Date: 20070416
Docket: IMM-1509-07
Citation: 2007 FC 388
Toronto, Ontario, April 16, 2007
PRESENT: The Honourable Mr. Justice Shore
BETWEEN:
DANIEL
MALYY; ROKSANA ANTYPOV
Applicants
and
THE MINISTER OF PUBLIC SAFETY
AND EMERGENCY PREPAREDNESS
Respondent
REASONS FOR JUDGMENT AND JUDGMENT
[1]
This is a motion for an injunction by which the Applicants seek
to restrain the Respondent from carrying out their removal to Israel, scheduled
for April 16, 2007.
[2]
The Applicants came to Canada in December 2002 and made a refugee
claim three weeks after arrival. The Applicants were determined not to be
Convention refugees in April 2004 in part due to the lack of credibility of the
principal Applicant; this Court affirmed that decision on judicial review. The
Applicants were found not to be at risk in Israel and received a negative
Pre-Removal Risk Assessment (PRRA) on January 9, 2007. On January 15, 2007, the
Applicants submitted a s.25(1) application for inland processing of an
application for landing. (Applicant’s Record p. 20; Antypov v. Canada (Minister of Citizenship
and Immigration),
2004 FC 1589, [2004] F.C.J. No. 1931 (QL).)
[3]
The Applicants were served with removal arrangements on February
21, 2007. Their departure, originally scheduled for March 13, 2007 was delayed
until April 16, 2007. On February 28, 2007 the Applicants requested a deferral
of removal. (Applicant’s Record pp. 12; 18.)
[4]
The removals officer denied the Applicants’ request. The officer
found that the Applicants’ medical issues could be addressed in Israel, relying
on a medical opinion that medical care in Israel would be equivalent to that
which the Applicant and her son would receive in Canada. The officer found that
the Applicant had ample time to make arrangements for her return to Israel and
that there was no basis for allowing deferral on the basis of allegations of
risk. The recently submitted s. 25(1) application would be outstanding for
several years and was not a basis for deferral. With respect to the Applicant’s
Canadian child, the officer recognized the determination of the principal
Applicant, who had decided that the child’s interests were in accompanying her
to Israel. (Applicant’s Record pp. 20-22.)
ISSUES
(a)
Have
the Applicants met the tri-partite test for an injunction staying their removal
from Canada? The underlying
litigation, an application for leave and judicial review of the refusal to
defer removal does not raise serious issues;
(b)
Have
the Applicants demonstrated that they will suffer irreparable harm if removed?
(c)
Does
the balance of convenience favour the Respondent?
ANALYSIS
Test for injunction
[5]
There is a tri-partite test for determining whether interlocutory
injunctions should be granted pending a determination of a case on its merits,
namely, (i) whether there is a serious question to be tried; (ii) whether the
litigant who seeks the interlocutory injunction would, unless the injunction is
granted, suffer irreparable harm; and (iii) where does the balance of
convenience lie, in terms of which of the two parties will suffer the greater
harm from the granting or refusal of an interlocutory injunction pending a
decision on the merits. (Toth
v. Canada (Minister of Employment
and Immigration)
(1988), 86 N.R. 302 (F.C.A.), [1988] F.C.J. No. 587 (QL).)
[6]
Since the underlying litigation is an application for leave and
judicial review in respect of a deferral request, the normally ‘low threshold’

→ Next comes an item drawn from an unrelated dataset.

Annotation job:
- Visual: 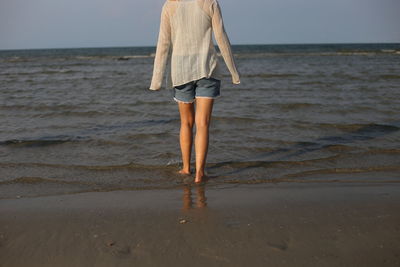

to meet in establishing a serious issue does not apply; the Court should
undertake a close look at the merits of the underlying litigation. (Wang v. Canada
(Minister of Citizenship and Immigration), 2001 FCT 148, [2001] F.C.J. No.
295 (QL).)
[7]
The requirements of the tripartite test are conjunctive. That is,
the Applicants must satisfy all three branches of the test before this Court
can grant a stay of removal.
Serious Issue
[8]
Removals officers, who have a duty to enforce removal orders,
have only a limited discretion to defer removal. The only jurisdiction of the
officer is to decide if removal is ‘reasonably practicable’ in the circumstances.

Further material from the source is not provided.